USCIS announced in late August that it will begin rejecting all initial or first-time applications from immigrants who have never previously received DACA, with the ability to reapply when they begin accepting requests sometime in the future.

The memo stated it will continue to accept requests from those who had been granted DACA at any time in the past, considering requests for advance parole that are properly submitted only on a case-by-case basis. The memo also raised the threshold for DACA recipients to qualify for this advance parole, stating relief would only be granted “for urgent humanitarian reasons or significant public benefit.”

For approvable DACA renewal requests, USCIS stated it will limit grants of deferred action and employment authorization to one year, not rescinding any currently valid two-year grants for those who continue to meet the DACA criteria. Replacements of two-year EADs that are lost, stolen, or damaged will have the same two-year validity period if the EAD replacement application is otherwise approvable.

The announcement to reject initial requests for DACA followed the Supreme Court’s ruling earlier this year that DHS must halt its dismantling of the program, in which notably, the Supreme Court did not rule that ending DACA itself was unconstitutional.
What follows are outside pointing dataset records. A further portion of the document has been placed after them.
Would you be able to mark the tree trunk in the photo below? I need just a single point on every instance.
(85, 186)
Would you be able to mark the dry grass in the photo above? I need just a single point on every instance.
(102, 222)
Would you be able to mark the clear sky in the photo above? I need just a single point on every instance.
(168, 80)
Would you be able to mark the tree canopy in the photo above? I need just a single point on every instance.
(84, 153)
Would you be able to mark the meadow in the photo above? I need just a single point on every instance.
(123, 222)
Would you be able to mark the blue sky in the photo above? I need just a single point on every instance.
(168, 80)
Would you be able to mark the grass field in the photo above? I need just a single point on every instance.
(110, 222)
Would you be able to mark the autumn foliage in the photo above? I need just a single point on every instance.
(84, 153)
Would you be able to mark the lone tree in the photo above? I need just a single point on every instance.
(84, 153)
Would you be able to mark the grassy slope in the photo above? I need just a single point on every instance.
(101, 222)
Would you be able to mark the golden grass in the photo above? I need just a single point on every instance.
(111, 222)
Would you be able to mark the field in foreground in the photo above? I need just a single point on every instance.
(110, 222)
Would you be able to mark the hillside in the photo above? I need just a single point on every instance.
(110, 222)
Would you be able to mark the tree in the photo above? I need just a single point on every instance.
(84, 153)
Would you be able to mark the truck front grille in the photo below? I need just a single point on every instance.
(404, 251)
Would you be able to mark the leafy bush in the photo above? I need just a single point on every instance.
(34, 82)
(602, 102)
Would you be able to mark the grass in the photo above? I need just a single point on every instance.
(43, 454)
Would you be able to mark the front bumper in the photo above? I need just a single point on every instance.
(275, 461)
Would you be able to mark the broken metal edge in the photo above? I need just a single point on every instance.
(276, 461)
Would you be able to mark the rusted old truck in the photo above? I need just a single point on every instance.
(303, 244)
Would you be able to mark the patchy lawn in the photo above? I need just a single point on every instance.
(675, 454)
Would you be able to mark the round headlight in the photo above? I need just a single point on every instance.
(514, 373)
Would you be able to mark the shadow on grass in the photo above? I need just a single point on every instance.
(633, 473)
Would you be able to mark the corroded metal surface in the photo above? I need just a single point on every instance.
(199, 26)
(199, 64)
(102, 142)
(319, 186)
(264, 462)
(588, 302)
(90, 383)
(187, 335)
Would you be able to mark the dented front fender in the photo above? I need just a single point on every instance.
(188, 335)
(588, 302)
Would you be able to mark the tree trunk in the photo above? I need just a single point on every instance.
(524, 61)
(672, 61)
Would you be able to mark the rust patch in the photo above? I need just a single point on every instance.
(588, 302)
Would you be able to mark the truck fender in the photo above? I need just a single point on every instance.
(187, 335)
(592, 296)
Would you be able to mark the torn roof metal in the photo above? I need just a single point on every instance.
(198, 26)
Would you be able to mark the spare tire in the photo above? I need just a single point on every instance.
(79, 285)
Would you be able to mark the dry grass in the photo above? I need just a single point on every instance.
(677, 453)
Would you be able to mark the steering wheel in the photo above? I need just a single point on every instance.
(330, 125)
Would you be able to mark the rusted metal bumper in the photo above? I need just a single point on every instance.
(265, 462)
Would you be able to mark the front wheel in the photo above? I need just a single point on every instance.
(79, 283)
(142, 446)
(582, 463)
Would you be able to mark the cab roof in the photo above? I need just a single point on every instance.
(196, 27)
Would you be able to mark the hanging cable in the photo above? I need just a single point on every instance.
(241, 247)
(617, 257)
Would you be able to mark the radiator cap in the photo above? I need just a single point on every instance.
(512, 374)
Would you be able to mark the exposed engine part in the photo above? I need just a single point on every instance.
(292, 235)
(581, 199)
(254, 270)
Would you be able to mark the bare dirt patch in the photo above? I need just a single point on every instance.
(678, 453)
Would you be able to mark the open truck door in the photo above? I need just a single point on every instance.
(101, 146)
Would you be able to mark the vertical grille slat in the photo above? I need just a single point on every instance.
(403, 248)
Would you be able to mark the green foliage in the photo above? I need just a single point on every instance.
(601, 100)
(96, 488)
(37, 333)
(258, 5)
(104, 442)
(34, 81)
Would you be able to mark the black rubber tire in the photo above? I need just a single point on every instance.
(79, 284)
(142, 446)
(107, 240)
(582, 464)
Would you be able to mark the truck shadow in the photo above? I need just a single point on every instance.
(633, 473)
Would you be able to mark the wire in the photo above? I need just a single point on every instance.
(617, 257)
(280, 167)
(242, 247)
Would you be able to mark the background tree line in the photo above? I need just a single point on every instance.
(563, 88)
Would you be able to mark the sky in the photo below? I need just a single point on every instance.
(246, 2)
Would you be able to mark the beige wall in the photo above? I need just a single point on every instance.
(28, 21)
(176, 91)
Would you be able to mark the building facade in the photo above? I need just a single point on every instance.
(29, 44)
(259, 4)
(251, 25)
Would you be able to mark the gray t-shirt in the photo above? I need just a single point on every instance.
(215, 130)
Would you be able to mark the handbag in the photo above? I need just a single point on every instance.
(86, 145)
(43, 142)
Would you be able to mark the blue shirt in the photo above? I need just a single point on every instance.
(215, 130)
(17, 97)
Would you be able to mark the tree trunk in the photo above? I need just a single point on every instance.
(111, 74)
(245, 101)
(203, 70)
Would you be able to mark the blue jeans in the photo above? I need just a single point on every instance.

It simply ruled that the rationale provided by the administration to dismantle was not sufficient. Because DACA was created via executive order, not by Congress, it makes the program particularly vulnerable to presidential appointee ruling.

USCIS stated they will generally reject requests received more than 150 days before the current grant of DACA expires. DACA recipients should file their renewal request between 150 and 120 days before their current grant of DACA expires, leaving only a 30-day window for ideal submission.

Because of this ruling, the fate of hundreds of thousands of people may be subject to further court action. Around 800,000 people currently live under DACA protections, some of whom may be subject to the new restrictions if they didn’t already renew their DACA status within the past year.